Inovio Pharmaceuticals (AMEX:INO) reported Tuesday the U.S. Patent and Trademark Office granted patent protection for the company's SynCon vaccine for cervical dysplasias (pre-cancerous lesions) and cancers caused by the human papillomavirus (HPV).
The company develops DNA-based vaccines to treat and prevent cancers and infectious diseases.
Inovio said the patent granted to the Trustees of The University of Pennsylvania has been exclusively licensed to the company under its existing license agreement with the university.
The patent includes claims that cover Inovio's synthetic consensus HPV antigens, and DNA constructs and vaccines that include these antigens, including Inovio's cervical dysplasia/cancer vaccine, VGX-3100.
This patent also covers methods of treating a patient using the SynCon cervical dysplasia/cancer vaccine.
VGX-3100 is designed to raise immune responses against the E6 and E7 genes associated with the human papillomavirus types 16 and 18. The E6 and E7 proteins are responsible for transforming HPV-infected cells into pre-cancerous and cancerous cells.
Inovio’s aim is to stimulate a T-cell immune response strong enough to reject infected cells from the body.
"This additional patent grant bolsters the strong intellectual property portfolio around our SynCon synthetic vaccines," chief executive Joseph Kim said in a statement.

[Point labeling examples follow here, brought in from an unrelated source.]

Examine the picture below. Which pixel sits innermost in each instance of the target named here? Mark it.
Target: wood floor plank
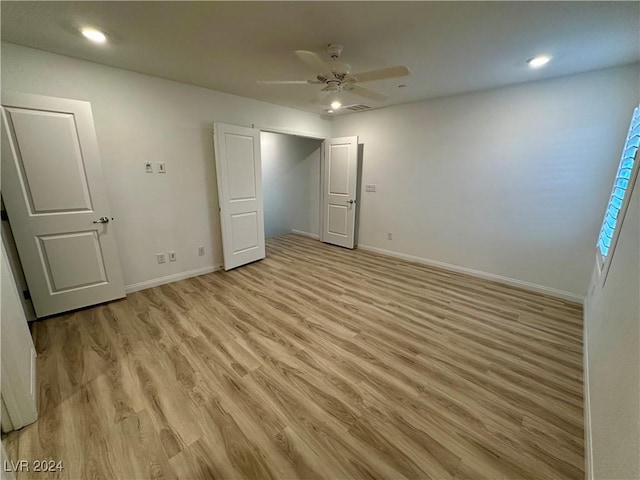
(317, 362)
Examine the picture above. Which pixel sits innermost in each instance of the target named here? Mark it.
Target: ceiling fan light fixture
(538, 61)
(94, 35)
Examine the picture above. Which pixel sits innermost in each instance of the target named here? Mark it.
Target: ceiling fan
(336, 76)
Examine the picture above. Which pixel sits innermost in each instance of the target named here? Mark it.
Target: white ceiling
(450, 47)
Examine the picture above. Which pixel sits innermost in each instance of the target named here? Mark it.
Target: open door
(239, 174)
(57, 203)
(339, 188)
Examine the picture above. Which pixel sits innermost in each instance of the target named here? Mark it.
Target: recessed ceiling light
(538, 61)
(94, 35)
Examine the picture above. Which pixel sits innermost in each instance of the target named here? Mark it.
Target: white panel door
(339, 186)
(57, 203)
(17, 355)
(239, 173)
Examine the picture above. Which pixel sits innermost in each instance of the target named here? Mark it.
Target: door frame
(311, 136)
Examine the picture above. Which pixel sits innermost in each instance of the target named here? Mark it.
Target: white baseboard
(588, 439)
(533, 287)
(154, 282)
(306, 234)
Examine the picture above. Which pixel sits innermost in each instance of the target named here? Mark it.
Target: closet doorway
(291, 184)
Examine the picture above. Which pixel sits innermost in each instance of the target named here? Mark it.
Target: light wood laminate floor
(316, 362)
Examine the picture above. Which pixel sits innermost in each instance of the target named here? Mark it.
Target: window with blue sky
(621, 188)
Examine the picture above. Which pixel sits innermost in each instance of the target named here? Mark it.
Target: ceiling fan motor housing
(334, 50)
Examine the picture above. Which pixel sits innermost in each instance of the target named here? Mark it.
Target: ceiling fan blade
(287, 82)
(382, 74)
(313, 61)
(366, 93)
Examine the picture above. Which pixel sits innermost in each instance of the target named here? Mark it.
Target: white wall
(290, 184)
(511, 181)
(612, 360)
(141, 118)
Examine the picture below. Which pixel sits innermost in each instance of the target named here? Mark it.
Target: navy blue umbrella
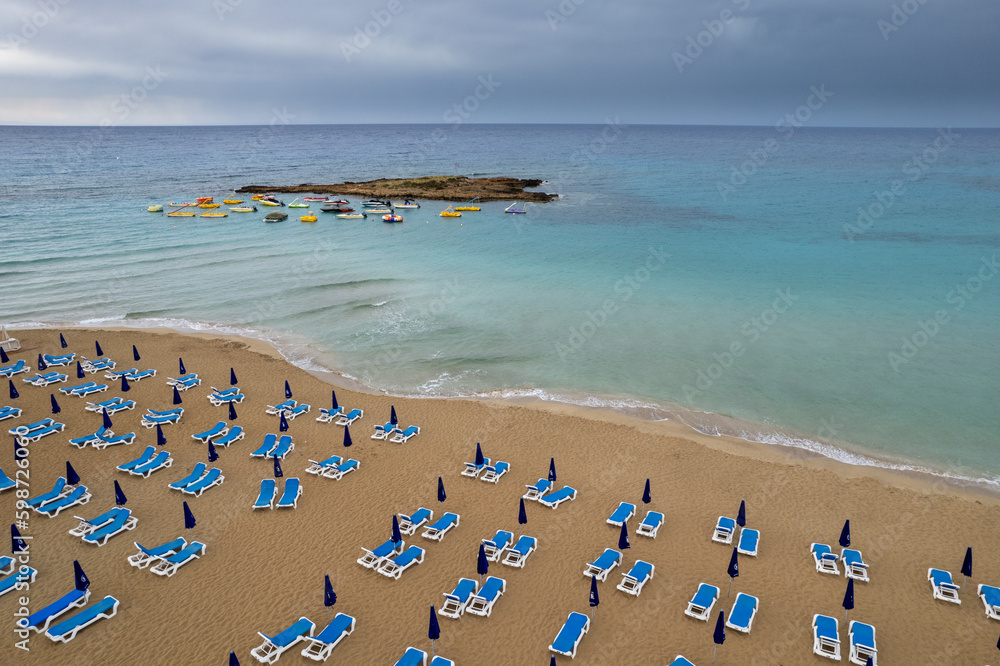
(967, 565)
(482, 564)
(80, 578)
(433, 630)
(733, 570)
(719, 635)
(120, 499)
(17, 544)
(329, 596)
(849, 598)
(845, 535)
(595, 599)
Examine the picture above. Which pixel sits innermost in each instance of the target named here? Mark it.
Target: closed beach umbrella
(17, 544)
(845, 535)
(80, 578)
(967, 565)
(482, 564)
(719, 635)
(120, 498)
(849, 598)
(329, 596)
(433, 630)
(72, 478)
(733, 570)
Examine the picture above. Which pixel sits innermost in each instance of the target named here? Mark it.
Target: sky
(929, 63)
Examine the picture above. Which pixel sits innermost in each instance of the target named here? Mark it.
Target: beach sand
(263, 570)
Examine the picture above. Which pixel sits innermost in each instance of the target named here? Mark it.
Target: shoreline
(901, 473)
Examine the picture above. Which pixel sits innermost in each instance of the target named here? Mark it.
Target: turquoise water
(660, 283)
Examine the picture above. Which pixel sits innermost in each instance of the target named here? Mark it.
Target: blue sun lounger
(321, 645)
(455, 602)
(621, 514)
(219, 428)
(603, 565)
(569, 637)
(146, 456)
(265, 499)
(67, 630)
(700, 606)
(39, 621)
(147, 556)
(273, 646)
(482, 602)
(743, 612)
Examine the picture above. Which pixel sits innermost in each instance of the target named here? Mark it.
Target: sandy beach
(262, 570)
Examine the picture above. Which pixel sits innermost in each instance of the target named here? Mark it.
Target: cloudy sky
(886, 62)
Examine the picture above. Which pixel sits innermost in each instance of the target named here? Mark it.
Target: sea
(831, 290)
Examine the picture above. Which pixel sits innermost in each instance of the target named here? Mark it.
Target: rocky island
(443, 188)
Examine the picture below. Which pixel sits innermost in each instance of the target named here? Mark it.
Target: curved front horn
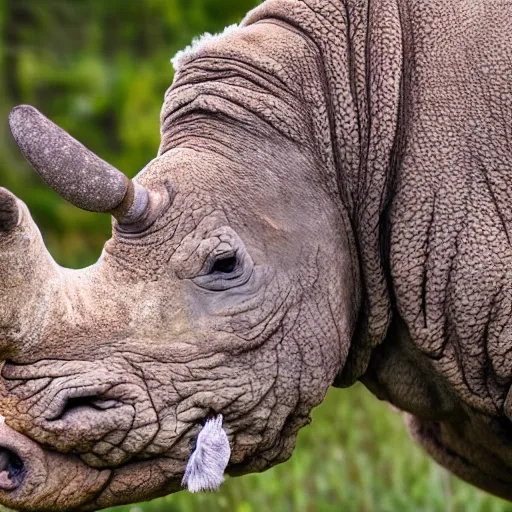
(73, 171)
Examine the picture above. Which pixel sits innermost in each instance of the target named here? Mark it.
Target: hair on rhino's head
(220, 292)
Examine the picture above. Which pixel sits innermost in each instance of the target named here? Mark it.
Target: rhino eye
(225, 265)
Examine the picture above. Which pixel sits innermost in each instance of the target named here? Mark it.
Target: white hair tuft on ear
(206, 465)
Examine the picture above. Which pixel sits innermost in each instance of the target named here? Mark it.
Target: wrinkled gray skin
(356, 159)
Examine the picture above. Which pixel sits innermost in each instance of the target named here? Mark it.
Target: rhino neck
(360, 50)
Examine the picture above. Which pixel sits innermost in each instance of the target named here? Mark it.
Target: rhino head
(228, 287)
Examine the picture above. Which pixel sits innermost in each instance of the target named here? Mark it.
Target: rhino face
(219, 292)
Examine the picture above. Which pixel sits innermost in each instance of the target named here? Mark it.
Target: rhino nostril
(11, 470)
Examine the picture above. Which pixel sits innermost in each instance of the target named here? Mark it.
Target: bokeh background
(99, 69)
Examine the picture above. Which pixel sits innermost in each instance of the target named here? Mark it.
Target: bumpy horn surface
(73, 171)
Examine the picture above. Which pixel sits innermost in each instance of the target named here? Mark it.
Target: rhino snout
(31, 477)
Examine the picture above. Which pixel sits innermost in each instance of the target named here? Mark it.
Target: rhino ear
(73, 171)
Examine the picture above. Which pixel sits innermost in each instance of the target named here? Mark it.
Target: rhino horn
(73, 171)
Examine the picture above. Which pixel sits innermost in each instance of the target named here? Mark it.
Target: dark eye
(224, 265)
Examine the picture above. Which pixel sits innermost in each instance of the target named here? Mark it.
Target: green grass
(356, 456)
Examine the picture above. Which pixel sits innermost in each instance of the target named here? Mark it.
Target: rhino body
(330, 203)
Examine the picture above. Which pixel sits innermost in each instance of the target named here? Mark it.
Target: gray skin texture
(355, 157)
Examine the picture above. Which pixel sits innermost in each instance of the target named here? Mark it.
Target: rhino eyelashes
(225, 265)
(91, 402)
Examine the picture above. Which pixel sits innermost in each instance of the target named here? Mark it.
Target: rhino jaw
(32, 478)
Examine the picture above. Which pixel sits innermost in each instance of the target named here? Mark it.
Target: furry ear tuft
(197, 43)
(206, 465)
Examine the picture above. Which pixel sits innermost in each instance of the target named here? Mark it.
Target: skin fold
(330, 203)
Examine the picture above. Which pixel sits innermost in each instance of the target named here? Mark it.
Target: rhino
(330, 203)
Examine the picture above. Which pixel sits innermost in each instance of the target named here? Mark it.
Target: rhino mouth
(34, 478)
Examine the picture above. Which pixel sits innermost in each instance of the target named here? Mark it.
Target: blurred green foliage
(99, 68)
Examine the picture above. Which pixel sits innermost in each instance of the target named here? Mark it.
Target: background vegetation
(99, 68)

"Inovio's synthetic vaccine for these diseases answers an unmet need by providing non-invasive and potentially more effective approach for treating women with this condition."
Presently, the company is recruiting subjects for its phase II study for the drug, which is designed to enroll 148 patients with cervical dysplasia across 25 centres.
The placebo-controlled and randomized trial will assess the regression of cervical lesions. The secondary endpoint will be to measure immune responses to the drug. Subjects will also be monitored for tolerability and safety.
The company’s SynCon vaccines are designed to provide broad cross-strain protection against known and newly emergent unmatched strains of pathogens such as influenza.
These synthetic vaccines, in combination with Inovio's proprietary electroporation delivery, have been shown to generate positive immune responses, along with a favourable safety profile.
Inovio's clinical programs include phase II studies for cervical dysplasia, leukemia and the hepatitis C virus and phase I studies for influenza and HIV.
Shares of the company went up 2.09 percent, climbing to 55.1 cents on the AMEX Exchange on Tuesday afternoon.